Il diritto allo studio fa un passo avanti. La Camera ha approvato mercoledì due mozioni - una di maggioranza a prima firma della deputata modenese del Pd Manuela Ghizzoni, componente della Commissione Cultura e Istruzione; una del M5S, a firma Gianluca Vacca - che impegnano il governo a modificare la disciplina vigente sulla contribuzione studentesca. Tra le misure indicate, l’istituzione di una «no tax area» per gli studenti con reddito familiare basso. Un provvedimento indispensabile, secondo entrambi gli schieramenti, per investire in quello che Ghizzoni ha definito «il nostro capitale più importante: l’intelligenza e la preparazione dei nostri ragazzi». «Le tasse universitarie in Italia sono troppo alte per troppe famiglie – ha detto la parlamentare Pd –. Occorre garantire la progressività dell’imposizione e la salvaguardia dei redditi bassi e del ceto medio impoverito: per questo abbiamo impegnato il Governo a definire una “no tax area” (che prevede l’esenzione totale dalle tasse universitarie), compensando gli atenei per il calo di gettito. Non servirebbero risorse ingenti, ma solo orientare una piccolissima parte del bilancio dello Stato a uno scopo da sempre trascurato: favorire un maggior accesso all’università delle fasce deboli della popolazione». Tra le altre misure proposte, la stabilizzazione delle risorse del Fondo integrativo per il diritto allo studio e il loro progressivo incremento, e interventi migliorativi nella ripartizione del Fondo di finanziamento degli atenei statali. Altri punti della mozione dei M5S approvato, l’attivazione dell’osservatorio nazionale per il diritto allo studio universitario e iniziative per agevolare lo studio a distanza.

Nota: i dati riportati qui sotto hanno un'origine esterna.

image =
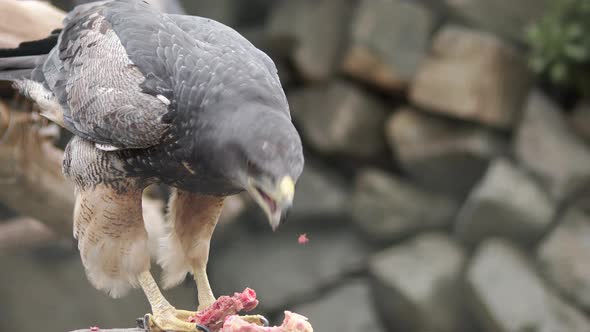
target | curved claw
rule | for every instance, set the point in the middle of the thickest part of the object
(202, 328)
(140, 322)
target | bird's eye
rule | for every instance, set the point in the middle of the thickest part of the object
(252, 167)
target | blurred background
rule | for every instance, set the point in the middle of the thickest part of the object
(447, 178)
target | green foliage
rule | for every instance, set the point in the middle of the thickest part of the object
(560, 43)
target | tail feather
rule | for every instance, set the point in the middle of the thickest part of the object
(15, 75)
(19, 63)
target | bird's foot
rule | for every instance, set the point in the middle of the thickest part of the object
(169, 321)
(189, 316)
(256, 319)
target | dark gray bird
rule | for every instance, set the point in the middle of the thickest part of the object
(153, 97)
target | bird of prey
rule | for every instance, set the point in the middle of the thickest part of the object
(158, 98)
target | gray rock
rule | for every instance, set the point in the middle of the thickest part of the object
(224, 11)
(508, 18)
(340, 119)
(417, 285)
(580, 120)
(321, 196)
(348, 308)
(565, 257)
(507, 203)
(472, 75)
(386, 208)
(439, 153)
(389, 40)
(279, 269)
(546, 144)
(317, 31)
(507, 295)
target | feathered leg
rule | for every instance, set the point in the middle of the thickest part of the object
(112, 239)
(193, 218)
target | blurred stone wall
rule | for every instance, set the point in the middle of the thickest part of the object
(442, 190)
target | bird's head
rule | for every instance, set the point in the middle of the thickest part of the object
(266, 159)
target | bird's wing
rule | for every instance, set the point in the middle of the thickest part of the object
(100, 87)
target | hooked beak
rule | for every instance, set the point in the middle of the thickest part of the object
(275, 199)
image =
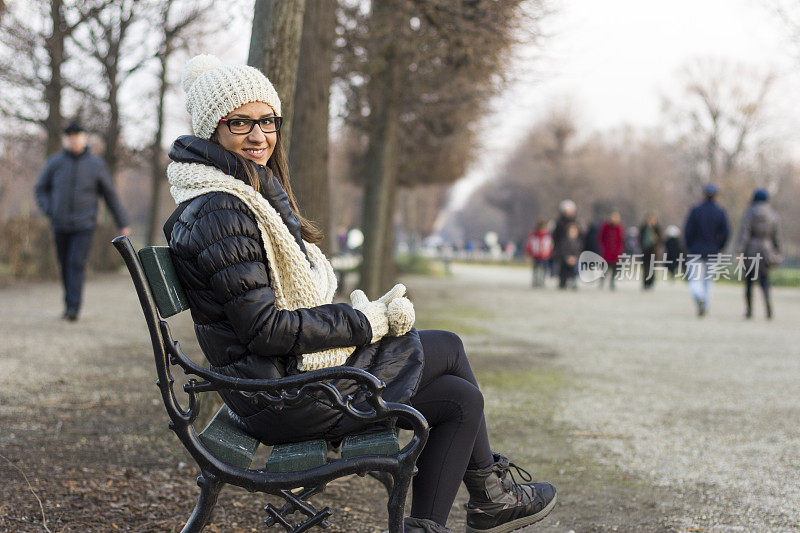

In Italia, ha ricordato in aula Ghizzoni, abbiamo «la maggiore dispersione scolastica in Europa, la minore percentuale di accesso all’università, il minor numero di laureati nella fascia 25-34 anni tra tutti i Paesi dell’Ocse: segni di una società largamente sotto-scolarizzata». Di qui la necessità - recentemente invocata anche dal presidente del Consiglio - di interventi stringenti per consentire un più ampio accesso agli studi superiori e per ripartire con sempre maggiore equità i finanziamenti agli atenei statali, soprattutto per colmare i divari territoriali. Perché se dal prossimo anno (dopo il decreto della ministra Stefania Giannini, che per il 2016/2017 ha elevato le soglie massime di Isee, l’Indicatore della situazione economica equivalente e Ispe, l’Indicatore della situazione patrimoniale equivalente), sarà più facile per gli studenti universitari disagiati e meritevoli accedere alle borse di studio, non lo sarà per tutti. Perché ad erogare i contributi per il diritto allo studio sono le singole regioni, che possono adeguarsi o meno al decreto numero 174 dello scorso 23 marzo. A rimanere indietro sarà ancora una volta il meridione. Link-Coordinamento universitario ha recentemente fatto la fotografia di un Italia spaccata in due. «Ad oggi - afferma Alberto Campailla, portavoce di LINK - solo Emilia Romagna, Piemonte, Lazio e Abruzzo hanno già emanato la delibera regionale che ha spostato le soglie portandole a coincidere con il massimale nazionale (23mila di Isee e 50mila di Ispe).
Gli studenti di Link stanno portando avanti una campagna chiamata «All In»per raccogliere firme per la proposta di una Legge di iniziativa popolare sul Diritto allo
Studio. Fra gli obiettivi, reali agevolazioni tariffarie sulle mense, sul trasporto locale, sull’accesso alla cultura, canoni calmierati per gli alloggi. Ma anche l’istituzione di una «no tax area» per chi ha un’Isee inferiore ai 28mila euro. Un’operazione che, hanno calcolato, significherebbe esentare il 39% degli studenti e costerebbe 650 milioni di euro, da ricavare da un incremento del Fondo di Finanziamento Ordinario.
Sul passaggio parlamentare, positivo il commento dell’Unione degli Universitari: «Da anni - dice il coordinatore, Jacopo Dionisio - denunciamo costantemente le carenze del sistema universitario italiano. L’approvazione di queste mozioni è un passo significativo, ma non può che essere il primo. Ora chiediamo al governo di assumersi la responsabilità di mettere in campo delle revisioni importanti del sistema di funzionamento del sistema universitario, e soprattutto, di ascoltare con attenzione le parti coinvolte, a partire proprio da noi studenti».